I desperately needed adult contact and I found the whole thing so much better when I got that regularly. Whether that means groups, or meeting up with friends and/or family, going to their house, having them over to yours. You need your "village". And the more adults your DC know, the more likely you are to be able to find one of those adults to babysit, even if you don't want to do that right now.
I agree with getting a cleaner - it just reduces one burden off you. Otherwise that's just another (depressing!) thing to worry about.
I also think that, even if you're not a structure person, it helps to have just a very rough structure to the day. This helps me enormously and I was so anti routine when DS was little that it took me until he was nearly 7 (!) to work it out. So you have lunch at a set time, you have your groups on certain days, perhaps you have "outdoor" time and "indoor" time, or however you want to break it up, and SO IMPORTANT: "Mummy's breaktime". It's a very good idea to introduce a time in the day, at least one or two, where you are around and available for emergencies of course, but you don't sit and play, you don't read to them, you don't show them how to do things, you just have a break. This is complete anathema to the usual doctrine about how we have to be more present, but I think that that has swung so far that we are typically trying to be "present" ALL the time, which is totally unsustainable, and then feeling guilty and worn out by it and thus less able to be present ANY of the time. So build in some time for you and know that it is okay and not anything to feel guilty about to take it. It's okay for them to learn that people need time out and that they can't always expect others to want to do the thing they want to do at the exact same time they want to do it.

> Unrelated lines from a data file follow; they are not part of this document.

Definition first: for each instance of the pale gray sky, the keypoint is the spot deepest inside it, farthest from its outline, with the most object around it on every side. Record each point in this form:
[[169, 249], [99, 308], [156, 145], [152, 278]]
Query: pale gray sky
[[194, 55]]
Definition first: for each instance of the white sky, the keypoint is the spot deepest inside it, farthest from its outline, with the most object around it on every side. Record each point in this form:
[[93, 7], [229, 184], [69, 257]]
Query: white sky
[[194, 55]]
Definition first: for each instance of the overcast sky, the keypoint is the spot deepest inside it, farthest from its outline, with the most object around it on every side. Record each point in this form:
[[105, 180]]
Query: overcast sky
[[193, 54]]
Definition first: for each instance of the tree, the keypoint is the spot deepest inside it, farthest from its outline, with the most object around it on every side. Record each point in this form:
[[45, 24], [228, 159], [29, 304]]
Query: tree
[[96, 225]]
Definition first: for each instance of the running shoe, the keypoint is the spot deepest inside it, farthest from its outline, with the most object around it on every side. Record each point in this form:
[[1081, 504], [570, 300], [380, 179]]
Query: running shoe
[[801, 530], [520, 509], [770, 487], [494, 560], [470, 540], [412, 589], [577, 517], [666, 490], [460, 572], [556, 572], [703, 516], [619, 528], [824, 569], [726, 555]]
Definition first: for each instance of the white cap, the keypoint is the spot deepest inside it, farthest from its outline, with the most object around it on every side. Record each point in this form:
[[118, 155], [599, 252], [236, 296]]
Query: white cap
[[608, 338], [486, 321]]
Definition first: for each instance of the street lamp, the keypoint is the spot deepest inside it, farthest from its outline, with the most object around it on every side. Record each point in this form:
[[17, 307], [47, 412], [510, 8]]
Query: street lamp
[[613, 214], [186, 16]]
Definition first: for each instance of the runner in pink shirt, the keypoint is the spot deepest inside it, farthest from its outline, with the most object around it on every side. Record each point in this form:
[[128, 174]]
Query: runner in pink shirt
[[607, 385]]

And by that token - you have to be careful when you're a SAHM and especially when the DC are very little that you are not slipping into the role of "default parent" even when your DH or DP is around. That is a killer, because it puts you on duty absolutely 24/7. It's hard to be on duty all the time when DH is not at home but it's crushing to be on duty all the time even when he's there, and it will exhaust you. So not just "helping" but things like - do you feel totally able to just say "I'm popping out" at the weekend and doing so, going off for a nap, or a run, or to the supermarket. I'm not talking weekends away with such a little baby (though you could - take the baby with you) but these simple things. Who notices that it's time for dinner, who gets up in the night, who goes to DC when they are hurt, who takes them to weekend birthday parties, who does bedtime? Would your DH notice if he'd dressed them in too-small or dirty clothes which were mistakenly in the drawer and would he know what to do about it?
I also think you're in a hard age where the bigger one wants lots of entertaining and the younger one isn't old enough to play with. In six months to a year, they'll be much better able to entertain each other and you'll find things easier.
Good luck! :) Let us know how you get on.